Every time I read a haunted house mystery, I think of the night I became a character in one — at least, inside my head. It was during my brief career as a teenage babysitter, and I had somehow gotten three squirrelly grade-school-age kids to sleep on a dreary November night, which meant that I could go back to reading the serialized story I'd been following in the newspaper about a big old house where awful things happened. Except that there I was, alone in a big old house that was dark and creaky and where surely something awful was about to happen.
It was the kind of house that's beautiful by daylight but creepy at night; the lights never seemed bright enough, and the main floor was a succession of vast, gloomy rooms full of shadows — were those shadows moving? Or was it just my imagination? Every strange noise from somewhere deep in the house seemed to hit me like a black-velvet lightning bolt as I sat frozen on the couch that night, watching the minutes on the clock tick slowly by and wondering if some ghost was lurking in the dim light to get me, and whether there wasn't some easier way to earn a bit of spending money. Spoiler alert: I survived the night, but became conveniently busy whenever that family needed a sitter in the future.
Not too long afterward, I first read Henry James' "The Turn of the Screw" and embarked on a lifetime love of gothic haunted house mysteries — stories that take place in a very old house, probably somewhere remote, where it always seems to be nighttime (the "cold, faint twilight" as James so elegantly puts it) and the buildings themselves take on a personality. The houses in novels like Silvia Moreno-Garcia's "Mexican Gothic" or Sarah Waters' "The Little Stranger" — two books I'm constantly recommending these days to those in need of a creepy-old-house fix — are characters in the story; they talk, they transform, they have a distinct fragrance and texture and music. You might not want to babysit alone in them, but they're a treat to visit.
In honor of Halloween, I recently went digging for more such stories. An obvious choice was Ruth Ware's "The Turn of the Key" from 2019, whose very title calls out to James and whose book is a delicious homage: A nanny travels to a remote house to care for small children who seem connected to some supernatural visitors. The kicker here is that the house in question, while old, is remodeled as a 21st-century smart house; wired and programmed to think for itself. Imagine being in the darkness and not knowing how to turn the lights on — but the house knows, and won't tell you. Rowan, the nanny — who has secrets of her own — finds the house's blend of old and new disconcerting: "Here there was a strange impression of oil and water — everything was either self-consciously original or glaringly modern, with no attempt to integrate the two." Alone in the house with small children, she's soon driven to fear and panic — but what's real and what's a product of her florid imagination? I suspect James, if he could wrap his head around the idea of a smart house, would approve.

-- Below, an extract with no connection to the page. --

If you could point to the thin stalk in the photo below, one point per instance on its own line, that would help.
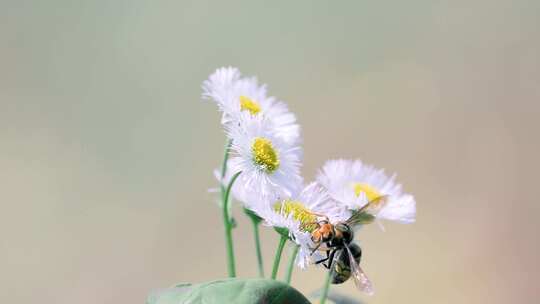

The British author Laura Purcell makes a specialty of skillful gothic period thrillers — I was haunted by her "The Silent Companions" not long ago — and her 2019 novel "The House of Whispers" has an irresistible setting: seaside Cornwall, where the winds and the waves howl around Morvoren House, built on the crest of a cliff and "braving the elements with stern indifference." A maid with a secret arrives there, only to find more secrets: a strange, silent mistress of the house who sits motionless in icy-cold rooms; a housemaid obsessed with malevolent fairies; a strange history slowly unfolded. All this is wrapped in atmosphere to spare — I found myself shivering reading it, feeling the clammy chill of the rooms — and written with expert pace.
A crumbling boarding school is always a promising location for a haunted house tale, and 2018's "The Broken Girls" by Simone St. James, has a vivid one: Idlewild Hall, a place in 1950s Vermont where girls with nowhere else to go ended up. Sixty years later, journalist Fiona Sheridan is investigating the now-closed school, the site of her own sister's murder — when another body turns up. There's a ghost at the school, with the creepy name of Mary Hand, who haunts both past and present, and I love how St. James' characters face the ghost, frightened but accepting it as part of the landscape. "I have no doubt she was a real person at some point," says one character of Mary, "but now she's an echo." An echo — very nice description of something going bump in the night.